Bien sûr par civisme et respect de vie d’autrui
– on garde toujours quelques radicelles de morale élémentaire – je ne
m’aventure pas à prendre le volant ailleurs qu’au sortir et entrée du garage.
La nouvelle vision des choses élève
inévitablement des barrières.
Alors comme les personnages m’apparaissent dans
leur globalité qui estompe les détails et les traits, mélange les couleurs dans
un fondu-enchaîné, je vais perdre l’habitude de scruter les visages, d’imaginer
que le hasard pourrait te mettre sur ma route.
D’ailleurs, en ce qui te concerne, le hasard
n’existe pas ; seule ta volonté implacable oriente tes choix et
exclusions.
Alors si tu venais à me croiser, nul besoin de
détourner les yeux ou changer d’itinéraire.

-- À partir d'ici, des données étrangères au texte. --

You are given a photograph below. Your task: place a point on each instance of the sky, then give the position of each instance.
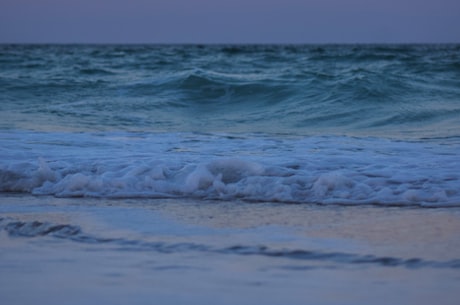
(229, 21)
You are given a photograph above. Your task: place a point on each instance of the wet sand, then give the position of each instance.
(203, 252)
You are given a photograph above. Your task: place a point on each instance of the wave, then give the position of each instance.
(338, 180)
(325, 89)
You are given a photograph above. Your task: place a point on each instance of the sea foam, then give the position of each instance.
(323, 170)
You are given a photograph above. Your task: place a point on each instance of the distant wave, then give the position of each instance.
(398, 90)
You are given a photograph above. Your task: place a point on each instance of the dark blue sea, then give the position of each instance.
(275, 174)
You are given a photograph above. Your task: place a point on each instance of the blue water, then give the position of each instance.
(329, 124)
(247, 174)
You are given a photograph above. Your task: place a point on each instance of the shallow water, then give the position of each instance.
(324, 174)
(176, 251)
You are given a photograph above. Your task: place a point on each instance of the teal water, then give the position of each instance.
(384, 90)
(244, 174)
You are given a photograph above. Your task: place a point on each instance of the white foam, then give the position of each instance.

Tu serais pour moi, un personnage dans sa
globalité, sans détails ni traits …
Je profite
de cette journée pour illustrer un angle plus discret avec une chanson de la speedante
Lynda Lemay (je cherchais depuis longtemps un prétexte pour la présenter !)
« Un
peu » à contre-courant mais en ce
jour où l’armée des femmes descend dans la rue, pensons aux réformées de
tous genres.
Par
contradiction, les pavés lancés dans la mare pourraient-ils protéger des éclaboussures ?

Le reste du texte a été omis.